While 16 teams remain alive in the chase for a championship – including AAC members UConn and Louisville – several other teams are chasing the new coaches that they hope might get them to the Sweet Sixteen some day. USF and Houston have now found their way onto this year’s coaching carousel, and their candidate pools say a lot about where the conference stands and where it’s going. USF fired Stan Heath after the AAC Tournament, and Houston announced Monday that James Dickey had stepped down to deal with a family matter. Reports on Tuesday morning indicate that Manhattan head coach Steve Masiello, fresh off a competitive round of 64 loss to Louisville and his mentor, Rick Pitino, has accepted the South Florida position.
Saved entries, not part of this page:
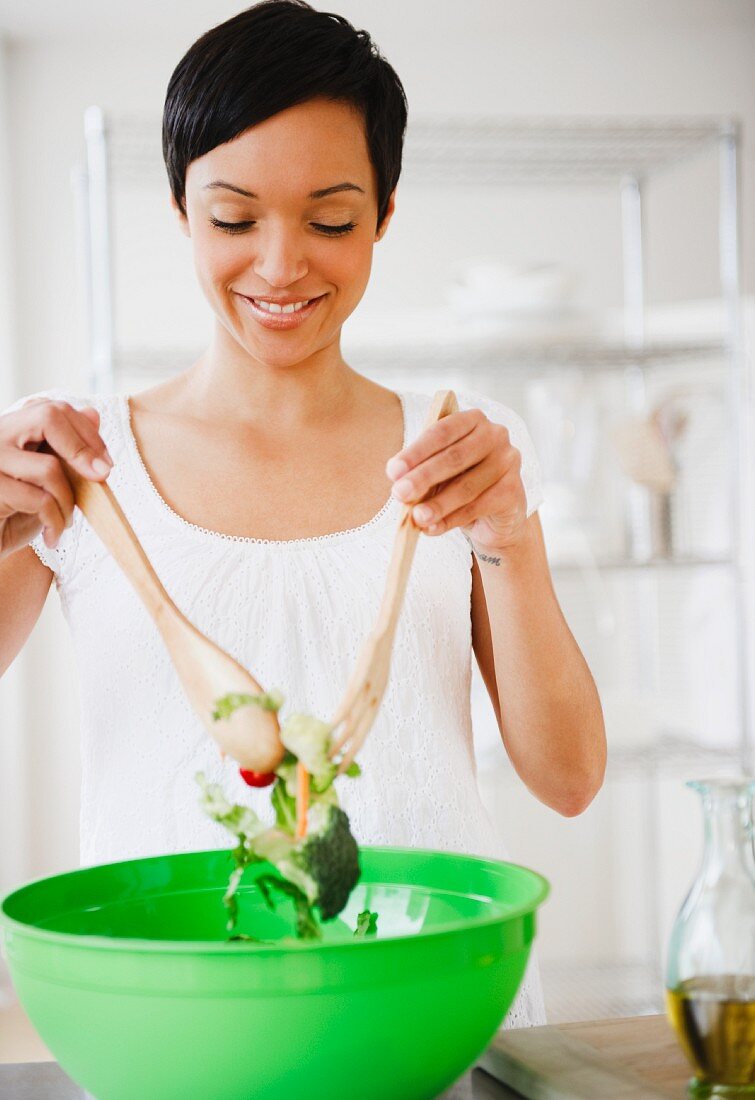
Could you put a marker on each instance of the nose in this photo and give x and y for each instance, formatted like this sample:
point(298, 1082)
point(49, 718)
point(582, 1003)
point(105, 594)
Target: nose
point(280, 260)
The USF job quickly was initially linked to some major names, including Buzz Williams (more on him in a moment), but Masiello appears to be the guy. The loss to Louisville was a particularly emotional one for Masiello, who was once a 12-year-old ballboy for Pitino with the Knicks, played for him as a walk-on at Kentucky, and served as an assistant at Louisville for six years before taking the Manhattan job. After the game, his old boss recommended he take the USF job, as he told the Tampa Tribune: “For you, it’s a grand slam.”
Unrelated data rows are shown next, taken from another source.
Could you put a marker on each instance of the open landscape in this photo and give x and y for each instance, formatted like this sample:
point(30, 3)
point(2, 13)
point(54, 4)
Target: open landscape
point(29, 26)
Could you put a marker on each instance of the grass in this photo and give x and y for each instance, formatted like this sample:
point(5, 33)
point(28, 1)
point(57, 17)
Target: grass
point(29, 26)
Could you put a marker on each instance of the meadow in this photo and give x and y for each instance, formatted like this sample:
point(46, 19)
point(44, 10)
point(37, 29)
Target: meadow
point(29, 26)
Very shortly after the Houston Chronicle reported that Dickey was leaving, Yahoo’s Pat Forde and Adrian Wojnarowski reported that former Oklahoma and Indiana head coach Kelvin Sampson was a top candidate for the job. Sampson took the Sooners to the Final Four in 2004 and appeared to be building toward similar success at Indiana, but instead in 2008 earned both programs NCAA sanctions and himself a five-year show cause order based on a large number of impermissible calls to recruits. Sampson, now an assistant with the Houston Rockets, has been a candidate for several NBA head coaching jobs as well.
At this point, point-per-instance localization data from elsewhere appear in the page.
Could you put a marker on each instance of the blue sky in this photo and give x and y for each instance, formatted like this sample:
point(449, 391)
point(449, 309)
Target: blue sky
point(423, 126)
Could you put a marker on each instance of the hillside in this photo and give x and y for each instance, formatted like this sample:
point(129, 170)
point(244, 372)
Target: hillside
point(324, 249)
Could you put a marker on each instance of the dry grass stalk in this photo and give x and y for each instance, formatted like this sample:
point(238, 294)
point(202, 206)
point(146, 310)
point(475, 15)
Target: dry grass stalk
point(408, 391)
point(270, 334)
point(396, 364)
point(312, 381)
Williams, earlier mentioned as a candidate at USF, instead accepted the head coaching job at Virginia Tech in a move that had AAC links of its own. Whit Babcock, Virginia’s Tech new athletic director, had left Cincinnati for the job, and admitted on Monday that current Bearcats coach Mick Cronin played match-maker between his old AD and his friend Williams. It was also reported on Monday that Cronin’s crosstown rival, Xavier coach Chris Mack, was a top candidate for the open Wake Forest job, where he was once an assistant for the late Skip Prosser. Williams and Mack both have a variety of reasons for (allegedly, in Mack’s case) wanting to leave the Big East. It has been reported that among Williams’ reasons for departing Marquette for a clearly lesser job in Blacksburg was displeasure over the Big East’s TV deal on little-watched FS1 compared with the ACC’s deal with all-powerful ESPN. The AAC also signed a deal with ESPN (and the less powerful CBS Sports Net), which appears to have been a wise business decision because it offers broader exposure for the basketball product.
The old Big East split in two over football, specifically that the Catholic Seven’s concern that basketball had taken a back seat in the view of the conference. And yet it’s now the Big East that is losing coaches (although reports that Shaka Smart may replace Williams at Marquette would certainly quell some of those concerns), while the AAC could boast an impressive lineup of coaches next year. There’s Hall of Famer Larry Brown, who has resurrected the SMU program; Kevin Ollie, who has UConn in the Sweet Sixteen in just his second season; Cronin, coming off four straight NCAA trips, and Josh Pastner, coming off three; and Danny Manning, whose Tulsa team arrives in the league next year after winning the Conference USA title. Adding Sampson, who has been to a Final Four, and Masiello, who rebuilt the Manhattan program, would leave the conference looking pretty strong as it shifts into its post-Louisville phase of development.